Peperissipo questions disposable culture through speculative design. Instead of manufacturing cups, can we grow them? The project proposes paprika as a natural vessel—cut, opened, and used. A simple yet radical shift from production to cultivation.


Exploring nature’s ready-made forms, Peperissipo discovers the bell pepper’s potential as a biodegradable container. No manufacturing, no waste—just harvest and use. The project reimagines packaging through the lens of botany rather than industry.
















Three posters bring the concept to life: Pepefluffy for ice cream, Pepechino for coffee, Penoodlos for noodle soup. Each visual playfully reimagines familiar dining experiences, replacing plastic cups with organic alternatives grown from the earth.

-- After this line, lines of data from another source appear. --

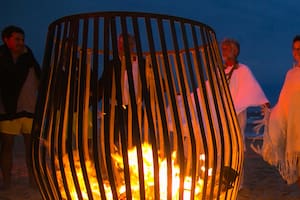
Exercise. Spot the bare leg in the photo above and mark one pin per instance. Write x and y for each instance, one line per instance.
(6, 158)
(27, 144)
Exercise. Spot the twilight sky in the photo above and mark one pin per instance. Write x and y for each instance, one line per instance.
(265, 29)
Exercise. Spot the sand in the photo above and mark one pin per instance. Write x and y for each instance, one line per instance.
(262, 181)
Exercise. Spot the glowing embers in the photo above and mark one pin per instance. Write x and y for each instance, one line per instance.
(134, 177)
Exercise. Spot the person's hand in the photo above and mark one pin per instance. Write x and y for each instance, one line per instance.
(258, 124)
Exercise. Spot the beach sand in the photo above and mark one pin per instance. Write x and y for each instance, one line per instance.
(261, 182)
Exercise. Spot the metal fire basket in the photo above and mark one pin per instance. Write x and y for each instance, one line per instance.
(159, 123)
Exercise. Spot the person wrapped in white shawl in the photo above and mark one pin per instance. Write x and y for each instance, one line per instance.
(282, 131)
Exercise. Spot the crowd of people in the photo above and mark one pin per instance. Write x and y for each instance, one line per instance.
(19, 82)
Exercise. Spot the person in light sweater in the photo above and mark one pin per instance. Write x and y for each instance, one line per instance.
(244, 88)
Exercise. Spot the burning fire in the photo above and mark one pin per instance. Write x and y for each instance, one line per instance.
(133, 164)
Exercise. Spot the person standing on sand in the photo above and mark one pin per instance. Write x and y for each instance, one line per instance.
(244, 88)
(19, 79)
(281, 141)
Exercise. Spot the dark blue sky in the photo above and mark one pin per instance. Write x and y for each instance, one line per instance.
(265, 29)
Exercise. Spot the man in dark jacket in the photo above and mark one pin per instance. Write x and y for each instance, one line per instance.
(19, 79)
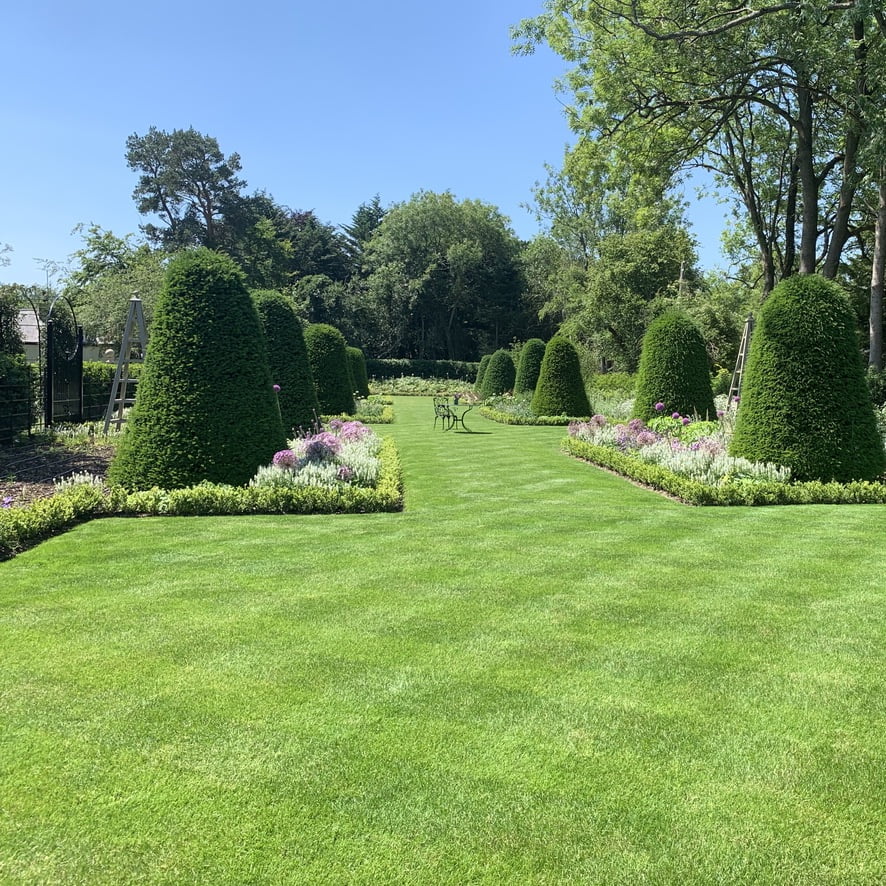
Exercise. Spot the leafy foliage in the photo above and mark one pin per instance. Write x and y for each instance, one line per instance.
(529, 366)
(328, 358)
(500, 374)
(674, 369)
(205, 408)
(804, 400)
(357, 363)
(560, 389)
(481, 371)
(288, 360)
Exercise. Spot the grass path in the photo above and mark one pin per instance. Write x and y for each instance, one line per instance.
(538, 673)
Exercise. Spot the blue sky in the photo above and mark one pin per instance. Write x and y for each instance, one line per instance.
(326, 103)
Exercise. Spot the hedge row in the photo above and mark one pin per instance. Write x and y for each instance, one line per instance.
(509, 418)
(23, 527)
(737, 492)
(455, 369)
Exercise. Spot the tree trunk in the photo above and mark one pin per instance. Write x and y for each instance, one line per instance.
(875, 355)
(808, 182)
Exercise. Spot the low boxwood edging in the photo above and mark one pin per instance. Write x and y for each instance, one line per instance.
(734, 492)
(510, 418)
(24, 527)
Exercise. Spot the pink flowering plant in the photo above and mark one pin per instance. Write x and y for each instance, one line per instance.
(344, 453)
(680, 443)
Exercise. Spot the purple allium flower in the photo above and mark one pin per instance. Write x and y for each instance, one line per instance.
(285, 458)
(354, 430)
(322, 446)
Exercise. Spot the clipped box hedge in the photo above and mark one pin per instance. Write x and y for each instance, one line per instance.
(24, 527)
(738, 492)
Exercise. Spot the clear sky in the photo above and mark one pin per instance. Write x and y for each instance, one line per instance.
(327, 104)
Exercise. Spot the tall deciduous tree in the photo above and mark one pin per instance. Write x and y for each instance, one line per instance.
(775, 97)
(445, 278)
(184, 179)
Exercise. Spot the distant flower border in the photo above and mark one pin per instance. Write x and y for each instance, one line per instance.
(22, 528)
(737, 492)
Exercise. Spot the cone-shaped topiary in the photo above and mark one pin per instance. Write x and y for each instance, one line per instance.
(328, 356)
(560, 389)
(674, 369)
(531, 355)
(288, 359)
(481, 371)
(804, 401)
(206, 408)
(357, 362)
(500, 374)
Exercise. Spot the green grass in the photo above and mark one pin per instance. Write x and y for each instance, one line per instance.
(537, 673)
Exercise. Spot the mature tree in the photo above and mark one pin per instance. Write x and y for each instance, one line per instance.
(445, 278)
(358, 233)
(185, 179)
(775, 98)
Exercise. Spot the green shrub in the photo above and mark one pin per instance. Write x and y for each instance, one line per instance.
(674, 369)
(500, 374)
(359, 376)
(16, 397)
(482, 366)
(328, 356)
(288, 360)
(397, 368)
(560, 389)
(531, 355)
(205, 408)
(804, 401)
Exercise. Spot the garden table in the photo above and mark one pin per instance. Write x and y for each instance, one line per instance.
(457, 414)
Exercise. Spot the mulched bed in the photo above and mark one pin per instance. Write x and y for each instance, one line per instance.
(28, 470)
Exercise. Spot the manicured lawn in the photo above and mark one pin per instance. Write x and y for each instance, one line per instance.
(538, 673)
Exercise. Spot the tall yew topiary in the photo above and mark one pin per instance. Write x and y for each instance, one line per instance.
(359, 375)
(500, 374)
(804, 401)
(205, 408)
(529, 367)
(561, 389)
(288, 360)
(328, 356)
(674, 369)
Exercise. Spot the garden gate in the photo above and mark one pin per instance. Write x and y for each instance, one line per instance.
(63, 375)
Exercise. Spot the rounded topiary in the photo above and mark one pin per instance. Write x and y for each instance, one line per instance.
(560, 389)
(328, 356)
(804, 402)
(674, 369)
(206, 408)
(359, 376)
(288, 360)
(481, 371)
(500, 374)
(531, 355)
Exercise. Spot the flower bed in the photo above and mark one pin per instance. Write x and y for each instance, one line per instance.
(689, 460)
(366, 477)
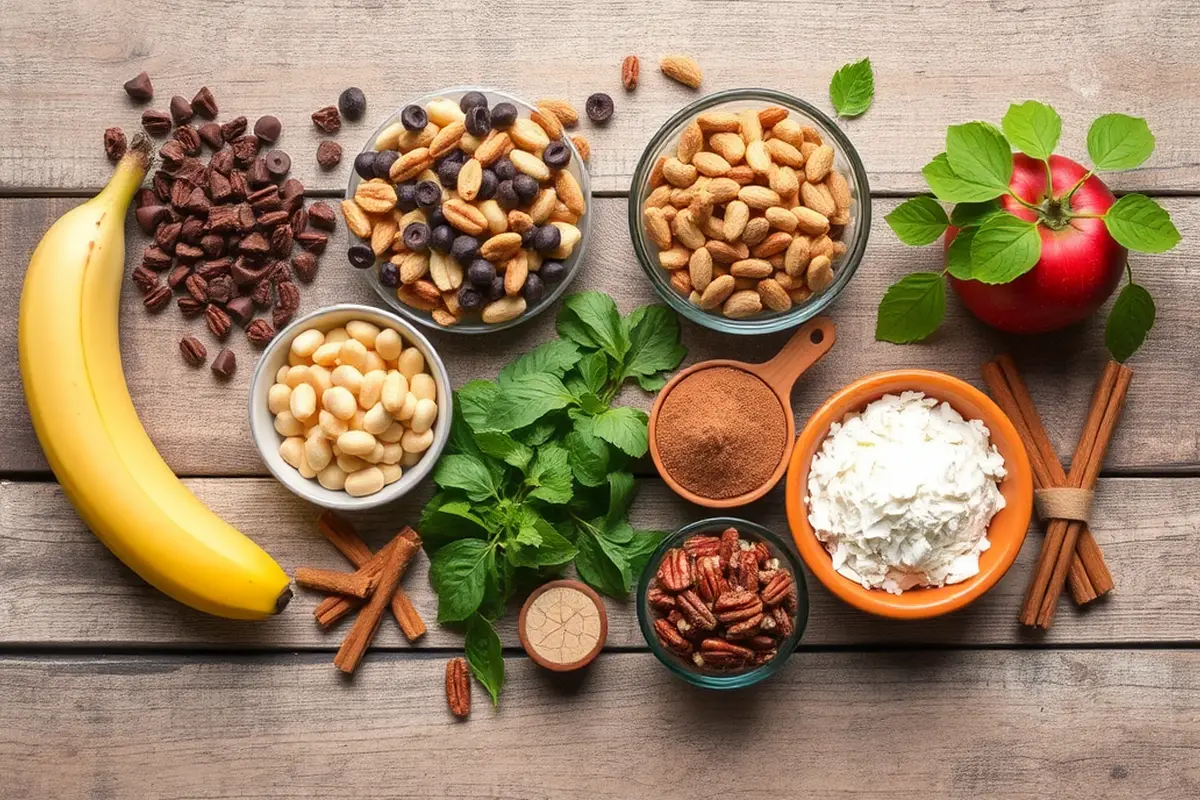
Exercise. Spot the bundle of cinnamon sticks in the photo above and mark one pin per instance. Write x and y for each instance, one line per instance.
(373, 587)
(1069, 555)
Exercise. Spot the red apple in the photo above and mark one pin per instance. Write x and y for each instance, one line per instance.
(1080, 264)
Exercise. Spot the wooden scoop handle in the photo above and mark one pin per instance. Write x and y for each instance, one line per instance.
(804, 349)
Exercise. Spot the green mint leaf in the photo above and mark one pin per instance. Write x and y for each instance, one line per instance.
(485, 656)
(979, 152)
(1033, 128)
(949, 187)
(1139, 223)
(466, 473)
(972, 215)
(551, 475)
(653, 341)
(1131, 319)
(1005, 248)
(527, 400)
(588, 453)
(1119, 142)
(591, 319)
(457, 572)
(625, 428)
(912, 308)
(958, 254)
(556, 356)
(852, 88)
(918, 221)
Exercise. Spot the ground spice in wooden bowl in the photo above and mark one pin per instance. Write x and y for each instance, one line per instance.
(721, 433)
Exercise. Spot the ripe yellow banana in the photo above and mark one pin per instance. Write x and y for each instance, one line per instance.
(89, 429)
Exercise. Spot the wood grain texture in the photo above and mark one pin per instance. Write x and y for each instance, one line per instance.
(1019, 726)
(936, 64)
(175, 401)
(61, 587)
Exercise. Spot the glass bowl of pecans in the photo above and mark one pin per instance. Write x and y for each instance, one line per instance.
(723, 602)
(749, 211)
(468, 210)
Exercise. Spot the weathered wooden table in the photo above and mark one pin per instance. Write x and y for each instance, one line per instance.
(109, 690)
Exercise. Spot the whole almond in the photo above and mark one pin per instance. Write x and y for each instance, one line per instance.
(682, 68)
(629, 71)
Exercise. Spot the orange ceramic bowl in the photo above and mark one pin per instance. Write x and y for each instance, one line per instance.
(1007, 529)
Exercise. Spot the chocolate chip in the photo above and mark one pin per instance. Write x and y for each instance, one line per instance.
(329, 154)
(268, 128)
(180, 109)
(139, 89)
(599, 107)
(225, 364)
(156, 122)
(353, 103)
(277, 163)
(204, 103)
(328, 119)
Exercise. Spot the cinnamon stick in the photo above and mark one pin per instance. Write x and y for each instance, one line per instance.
(357, 642)
(340, 583)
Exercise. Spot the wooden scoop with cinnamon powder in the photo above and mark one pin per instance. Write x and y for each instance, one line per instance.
(721, 431)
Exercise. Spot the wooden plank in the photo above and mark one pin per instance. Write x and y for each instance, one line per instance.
(177, 402)
(1019, 726)
(61, 587)
(1131, 55)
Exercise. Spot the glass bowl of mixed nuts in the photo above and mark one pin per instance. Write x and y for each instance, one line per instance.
(723, 602)
(749, 211)
(468, 210)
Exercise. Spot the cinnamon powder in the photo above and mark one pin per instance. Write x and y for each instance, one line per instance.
(720, 433)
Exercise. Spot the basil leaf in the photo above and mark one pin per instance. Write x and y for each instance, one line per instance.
(981, 154)
(556, 356)
(1131, 319)
(527, 400)
(949, 187)
(1005, 248)
(1033, 128)
(852, 88)
(457, 572)
(1119, 142)
(1139, 223)
(485, 655)
(551, 475)
(624, 428)
(912, 308)
(918, 221)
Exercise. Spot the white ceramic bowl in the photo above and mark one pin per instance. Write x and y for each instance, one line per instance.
(262, 421)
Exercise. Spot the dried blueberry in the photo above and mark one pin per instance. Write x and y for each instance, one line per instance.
(414, 118)
(479, 121)
(504, 115)
(353, 103)
(469, 299)
(546, 238)
(481, 272)
(552, 271)
(360, 256)
(473, 100)
(465, 248)
(429, 194)
(364, 164)
(442, 239)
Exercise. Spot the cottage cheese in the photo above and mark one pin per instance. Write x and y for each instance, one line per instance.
(903, 493)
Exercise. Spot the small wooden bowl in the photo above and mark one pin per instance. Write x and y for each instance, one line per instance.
(805, 348)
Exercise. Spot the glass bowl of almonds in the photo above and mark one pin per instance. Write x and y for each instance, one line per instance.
(749, 211)
(468, 209)
(723, 602)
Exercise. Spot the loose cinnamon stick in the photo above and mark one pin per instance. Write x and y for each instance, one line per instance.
(357, 642)
(339, 583)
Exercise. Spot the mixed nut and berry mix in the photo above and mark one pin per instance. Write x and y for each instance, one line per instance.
(471, 209)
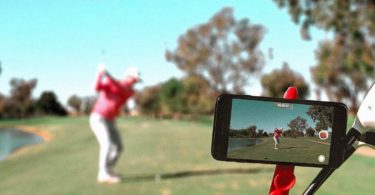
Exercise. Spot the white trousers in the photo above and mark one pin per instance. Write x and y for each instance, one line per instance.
(109, 142)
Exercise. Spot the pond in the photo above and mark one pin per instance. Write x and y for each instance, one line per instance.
(13, 139)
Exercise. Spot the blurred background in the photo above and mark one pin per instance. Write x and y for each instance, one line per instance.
(187, 53)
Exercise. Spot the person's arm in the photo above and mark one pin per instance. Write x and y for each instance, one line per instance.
(98, 83)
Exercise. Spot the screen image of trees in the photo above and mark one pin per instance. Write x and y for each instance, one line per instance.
(322, 116)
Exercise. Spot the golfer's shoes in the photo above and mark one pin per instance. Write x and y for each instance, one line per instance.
(109, 179)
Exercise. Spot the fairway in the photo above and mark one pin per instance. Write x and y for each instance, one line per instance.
(301, 150)
(161, 157)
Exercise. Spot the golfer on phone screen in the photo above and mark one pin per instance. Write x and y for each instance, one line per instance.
(276, 134)
(113, 94)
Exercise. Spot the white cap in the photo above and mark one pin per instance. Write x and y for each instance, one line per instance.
(133, 72)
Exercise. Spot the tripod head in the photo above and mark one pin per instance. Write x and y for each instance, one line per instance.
(361, 131)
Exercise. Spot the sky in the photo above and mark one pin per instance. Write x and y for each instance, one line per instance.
(246, 113)
(61, 42)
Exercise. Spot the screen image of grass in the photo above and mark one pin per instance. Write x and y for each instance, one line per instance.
(178, 151)
(301, 150)
(252, 131)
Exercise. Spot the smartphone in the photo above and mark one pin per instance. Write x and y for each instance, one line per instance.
(278, 131)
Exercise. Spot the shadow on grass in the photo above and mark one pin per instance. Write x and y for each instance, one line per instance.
(184, 174)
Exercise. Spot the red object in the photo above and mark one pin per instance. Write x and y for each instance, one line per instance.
(277, 133)
(283, 177)
(323, 135)
(113, 94)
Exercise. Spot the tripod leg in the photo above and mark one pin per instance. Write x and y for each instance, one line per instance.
(324, 175)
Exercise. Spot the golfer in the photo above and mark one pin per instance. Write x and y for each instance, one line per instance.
(276, 134)
(113, 94)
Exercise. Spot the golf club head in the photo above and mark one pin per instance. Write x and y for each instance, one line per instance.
(366, 112)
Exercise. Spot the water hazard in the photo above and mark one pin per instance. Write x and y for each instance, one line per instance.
(13, 139)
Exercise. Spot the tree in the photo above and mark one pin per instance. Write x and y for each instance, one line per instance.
(299, 124)
(322, 116)
(87, 104)
(277, 82)
(48, 104)
(2, 105)
(198, 97)
(20, 104)
(224, 51)
(148, 100)
(345, 66)
(171, 93)
(75, 102)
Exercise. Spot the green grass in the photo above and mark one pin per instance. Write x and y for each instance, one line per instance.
(177, 151)
(301, 150)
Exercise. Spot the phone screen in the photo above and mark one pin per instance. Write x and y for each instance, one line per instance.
(280, 132)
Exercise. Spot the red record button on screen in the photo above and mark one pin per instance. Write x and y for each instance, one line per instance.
(323, 135)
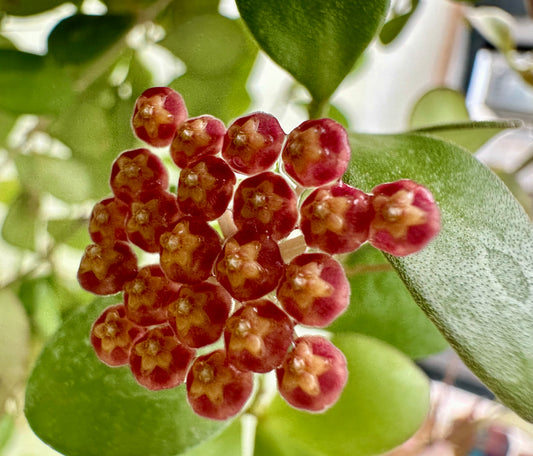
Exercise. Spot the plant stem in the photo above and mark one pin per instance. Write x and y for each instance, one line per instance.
(318, 108)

Peperissipo: Growing Vessels, Not Producing Waste In an era dominated by disposable packaging, Peperissipo poses a deceptively simple question: instead of producing cups, can we grow them? This speculative design project, developed at the Academy of Fine Arts and Design in 2023, challenges the very foundation of how we think about single-use containers. The project begins with a radical proposition—that the most sustainable vessel might already exist in nature. Rather than manufacturing, molding, and eventually discarding plastic or paper cups, what if we could simply harvest a container directly from the earth? The answer leads to a humble vegetable: the bell pepper. Its hollow interior, sturdy walls, and natural stem make it an ideal candidate for a biodegradable, compostable cup. Peperissipo explores this concept through a series of playful visual interventions.
The project imagines three distinct scenarios where the paprika cup replaces conventional disposables. Pepefluffy transforms the pepper into a vessel for ice cream—a sweet treat served in an edible, aromatic container. Pepechino reimagines the coffee experience, with hot espresso poured directly into the pepper’s natural cavity. Penoodlos extends the concept to savory dishes, presenting noodle soup in a warm, pepper-based bowl. Each scenario is brought to life through a distinct poster design, blending typography, photography, and speculative illustration. The visual language is both whimsical and rigorous—playful enough to spark imagination, yet grounded in serious inquiry about material futures. The posters function as both documentation and provocation, inviting viewers to reconsider their relationship with everyday objects.
At its core, Peperissipo is not about proposing a literal alternative to plastic cups (though the concept is surprisingly viable). Rather, it is a speculative design exercise that opens a larger conversation. It asks us to question industrial logic: why do we manufacture disposable items when nature has already perfected forms that serve the same function? It challenges the assumption that convenience must come at the cost of environmental degradation. The project also engages with the intersection of sustainability and design thinking. By looking to biology rather than industry, Peperissipo suggests a paradigm shift from production to cultivation. It envisions a world where we grow our containers alongside our food—where the vessel and its contents emerge from the same soil, returning to it after use without waste. Peperissipo is ultimately an invitation to imagine differently. Through its speculative framework, it opens space for rethinking not just cups, but the broader systems of production, consumption, and waste that shape our daily lives. The bell pepper becomes a symbol—a reminder that sometimes the most innovative solutions are not new at all, but have been growing in nature all along, waiting for us to notice.